I was tasked with redesigning a website for a private health clinic. My challenge was to create a great looking, accessible website that was easy to navigate and provided users with all the necessary information.
Trends in webdesign change rather quickly, and as it'd already been a few years since the website first came to life, it needed a thorough refresh.
Its outdated looks were not its biggest issue though. After years of adding all kinds of information about new medical procedures, staff etc., the site turned into an almost impossible to navigate maze of links littered with all kinds of ungainly boxes, badly fitting iframes and annoying modals. The complaints about the navigational issues voiced by the clinic's customers were echoed by the staff who often couldn't figure out how to edit some of the website's content.
The first thing that needed to be dealt with was the navigational structure. The myriad of diagnostic tests and procedures that neeed to be sorted into several different categories in a way that would be coherent to the average private clinic website goer.
After putting together a comprehensive list of diagnostics and procedures, I asked a handful of people to perform card sorting. We then went over the categories and lists with the client, who was mostly happy with the results. As a medical specialist, he thought some changes needed to be made. At that point it was my turn to come up with a way to best present the vast amount of information in the most legible, easily accessible way.
Since I thought the volume of information a user would have to deal with in order to find a specific medical procedure is still too large, I proposed a solution in the form of a complex website-wide search system that'd allow users to search for ailments, injured body parts, diagnostics, procedures and clinic staff. In the case of ailments, the search system would return proposed diagnostics and procedures and medical staff who specialize in a given ailment.

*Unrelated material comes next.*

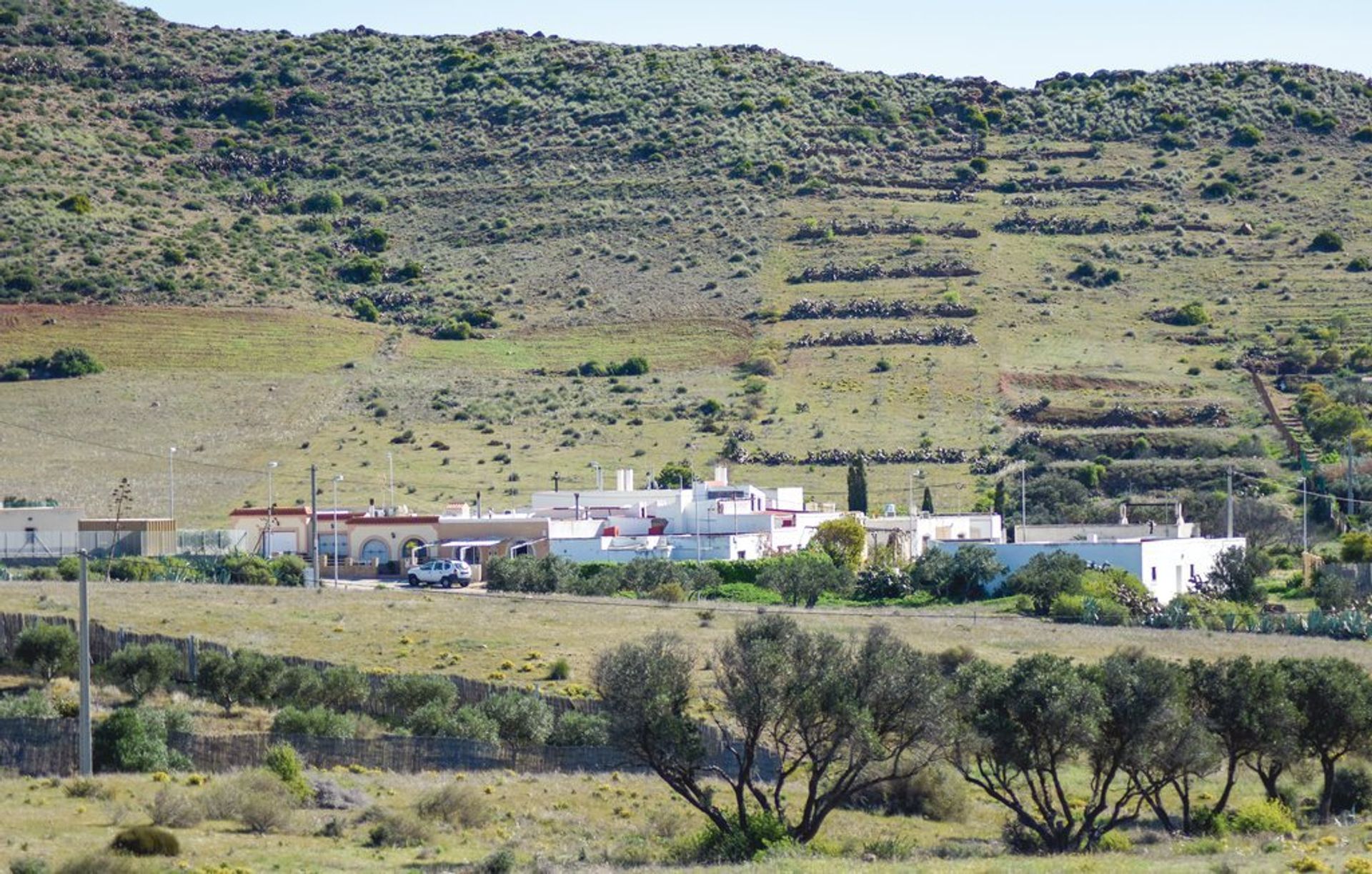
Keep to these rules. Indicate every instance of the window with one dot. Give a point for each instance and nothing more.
(375, 550)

While the client liked the idea of the ability to search for diagnostics and procedures, he wanted to keep the navigation pretty standard, so I had to rethink the website's structure once again and return with another round of mockups. After we were in agreement as far as site navigation goes, it was time for user testing. Some minor correction were needed before we could move to the next stage.
What you see
The client didn't provide any materials other than some photos and the logo that he wanted to be left intact. I had to choose a color palette that didn't clash with the colors in the logo (graphite, orange) and made sense in the context of the medical field. Since we needed many more photos than were provided by the client, I also had to find a set of photos that fit well within the style of photos provided by the client.

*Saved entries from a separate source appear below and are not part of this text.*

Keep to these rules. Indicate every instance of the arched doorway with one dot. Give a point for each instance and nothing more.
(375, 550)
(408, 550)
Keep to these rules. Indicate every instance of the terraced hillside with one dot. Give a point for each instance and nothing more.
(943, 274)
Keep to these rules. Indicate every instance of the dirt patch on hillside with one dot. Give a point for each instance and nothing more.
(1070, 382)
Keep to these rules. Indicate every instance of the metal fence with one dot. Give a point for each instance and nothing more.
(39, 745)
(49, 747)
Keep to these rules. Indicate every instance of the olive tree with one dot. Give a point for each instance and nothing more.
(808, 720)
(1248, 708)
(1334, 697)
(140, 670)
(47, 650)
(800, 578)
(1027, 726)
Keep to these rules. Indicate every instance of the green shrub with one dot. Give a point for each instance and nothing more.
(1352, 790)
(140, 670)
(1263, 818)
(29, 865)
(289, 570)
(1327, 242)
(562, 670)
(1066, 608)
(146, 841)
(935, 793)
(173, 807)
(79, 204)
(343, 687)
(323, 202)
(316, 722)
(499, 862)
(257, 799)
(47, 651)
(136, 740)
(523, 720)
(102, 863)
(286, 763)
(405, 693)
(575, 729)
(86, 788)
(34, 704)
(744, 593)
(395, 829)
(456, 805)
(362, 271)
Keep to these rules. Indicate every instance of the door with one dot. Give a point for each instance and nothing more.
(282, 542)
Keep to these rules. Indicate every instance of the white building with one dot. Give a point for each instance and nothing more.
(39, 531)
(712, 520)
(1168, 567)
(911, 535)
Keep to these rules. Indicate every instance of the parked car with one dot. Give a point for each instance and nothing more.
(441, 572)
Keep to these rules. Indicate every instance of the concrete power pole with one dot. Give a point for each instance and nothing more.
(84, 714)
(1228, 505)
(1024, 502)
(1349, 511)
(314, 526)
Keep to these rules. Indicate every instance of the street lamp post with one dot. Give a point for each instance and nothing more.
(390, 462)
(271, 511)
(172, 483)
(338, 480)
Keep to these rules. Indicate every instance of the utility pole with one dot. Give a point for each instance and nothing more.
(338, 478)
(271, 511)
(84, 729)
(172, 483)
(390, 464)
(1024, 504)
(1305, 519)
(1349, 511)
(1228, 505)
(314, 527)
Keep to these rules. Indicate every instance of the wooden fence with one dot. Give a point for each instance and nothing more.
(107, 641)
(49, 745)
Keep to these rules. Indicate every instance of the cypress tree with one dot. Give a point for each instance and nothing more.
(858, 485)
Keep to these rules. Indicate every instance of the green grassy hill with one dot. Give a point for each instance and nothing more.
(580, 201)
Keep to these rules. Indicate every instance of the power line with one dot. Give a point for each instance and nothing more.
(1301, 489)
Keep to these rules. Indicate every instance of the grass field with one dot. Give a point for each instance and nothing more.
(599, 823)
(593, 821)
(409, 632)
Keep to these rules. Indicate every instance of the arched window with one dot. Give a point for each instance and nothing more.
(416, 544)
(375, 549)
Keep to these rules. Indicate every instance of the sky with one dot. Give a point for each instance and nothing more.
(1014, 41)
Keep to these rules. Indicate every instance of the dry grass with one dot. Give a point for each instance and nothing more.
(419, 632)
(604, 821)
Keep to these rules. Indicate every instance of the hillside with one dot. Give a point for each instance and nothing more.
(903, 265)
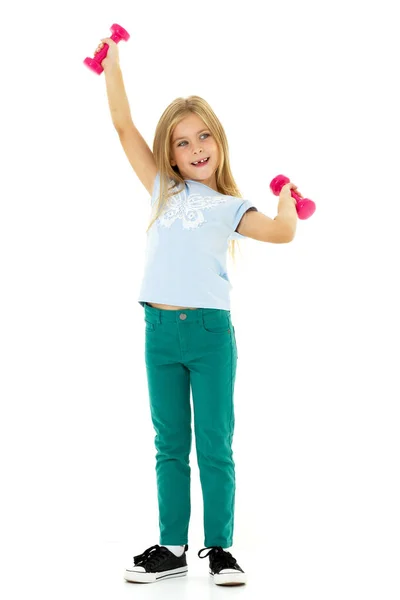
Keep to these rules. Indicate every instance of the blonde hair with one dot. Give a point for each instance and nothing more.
(173, 114)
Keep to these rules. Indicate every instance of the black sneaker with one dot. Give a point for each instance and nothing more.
(223, 567)
(156, 563)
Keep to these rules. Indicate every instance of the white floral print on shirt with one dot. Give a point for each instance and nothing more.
(189, 208)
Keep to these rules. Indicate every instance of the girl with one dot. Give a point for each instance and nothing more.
(190, 343)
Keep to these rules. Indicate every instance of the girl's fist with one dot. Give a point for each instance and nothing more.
(112, 57)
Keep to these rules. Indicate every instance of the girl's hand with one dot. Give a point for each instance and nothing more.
(112, 57)
(285, 191)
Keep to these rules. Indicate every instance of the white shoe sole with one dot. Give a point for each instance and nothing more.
(229, 578)
(144, 577)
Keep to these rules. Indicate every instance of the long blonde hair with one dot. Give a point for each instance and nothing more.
(173, 114)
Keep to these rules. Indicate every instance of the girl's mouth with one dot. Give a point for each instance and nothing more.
(201, 164)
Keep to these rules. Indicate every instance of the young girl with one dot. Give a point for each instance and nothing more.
(190, 340)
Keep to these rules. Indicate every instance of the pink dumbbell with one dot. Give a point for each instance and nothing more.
(118, 34)
(304, 206)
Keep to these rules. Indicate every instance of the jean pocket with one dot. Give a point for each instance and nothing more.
(149, 326)
(216, 324)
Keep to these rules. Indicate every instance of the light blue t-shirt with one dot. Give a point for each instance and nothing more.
(187, 247)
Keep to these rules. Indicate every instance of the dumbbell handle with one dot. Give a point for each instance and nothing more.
(118, 34)
(304, 206)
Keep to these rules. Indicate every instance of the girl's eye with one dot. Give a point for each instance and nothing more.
(207, 134)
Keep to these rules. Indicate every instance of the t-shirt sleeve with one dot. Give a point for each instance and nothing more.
(239, 207)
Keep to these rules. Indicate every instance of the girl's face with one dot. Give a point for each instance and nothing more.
(192, 141)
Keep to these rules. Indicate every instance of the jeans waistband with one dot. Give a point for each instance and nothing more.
(162, 314)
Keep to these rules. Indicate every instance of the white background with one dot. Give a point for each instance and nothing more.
(308, 89)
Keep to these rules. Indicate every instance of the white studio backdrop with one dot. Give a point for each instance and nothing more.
(308, 89)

It's actually surprising how tiny the current website seems compared to the old one, all thanks to improved navigational structure that allowed to compact or even merge many of the site's subpages without losing any valuable information. I think that a website like this is quite a good example of importance of UX design. Without the work done under the hood that you can't even see when browsing through the finished website, the website could be pretty, but its functionality would still be lackluster.